Puis l’homme-machine, le numéro Un des podiums, le sportif mal aimé d’un public qui ne le comprend pas, laisse tomber le masque. Il dévoile son enfance esseulée, son amour passionnel pour la scandaleuse blonde, Janine dite Nanou (Clémentine Lebocey), la femme de son médecin, son addiction aux dopants nécessaires à tout athlète de haut niveau. Il raconte ses fêlures, ses blessures, son désir d’exploit, d’être le meilleur, ses aspirations à fonder une famille coûte que coûte.

Par touches, son âme sombre, noire, tortueuse, apparaît, ainsi que celles de ses proches prêts à tout pour gagner plus d’argent, plus de gloire. Petit à petit, on se laisse happer par cette vie de légende, par ce destin entre zones d’ombres et feux de la gloire.
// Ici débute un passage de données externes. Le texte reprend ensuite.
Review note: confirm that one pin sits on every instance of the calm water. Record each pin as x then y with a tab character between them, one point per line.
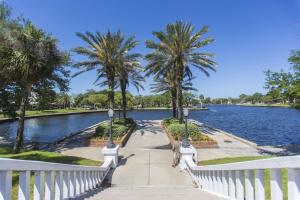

En adaptant le livre de Paul Fournel, Roland Guenoun met au jour avec intelligence et finesse, celui qui dans le coeur des Français est toujours passé deuxième après Raymond Poulidor. Jacques Anquetil, cette énigme du cyclisme, apparaît ici en pleine lumière. Ses défauts, ses combats, ses qualités, nous sont ainsi exposés. Loin de l’image d’homme froid, distant, presque inhumain, il laisse l’impression d’être un enfant meurtri, solitaire qui n’a jamais vraiment grandi, et qui s’est réfugié sa vie durant dans des chimères, des utopies. Seule sa volonté d’acier jamais entamée, lui a permis d’être Anquetil ce champion jamais véritable égalé dans sa folie impitoyable et victorieuse.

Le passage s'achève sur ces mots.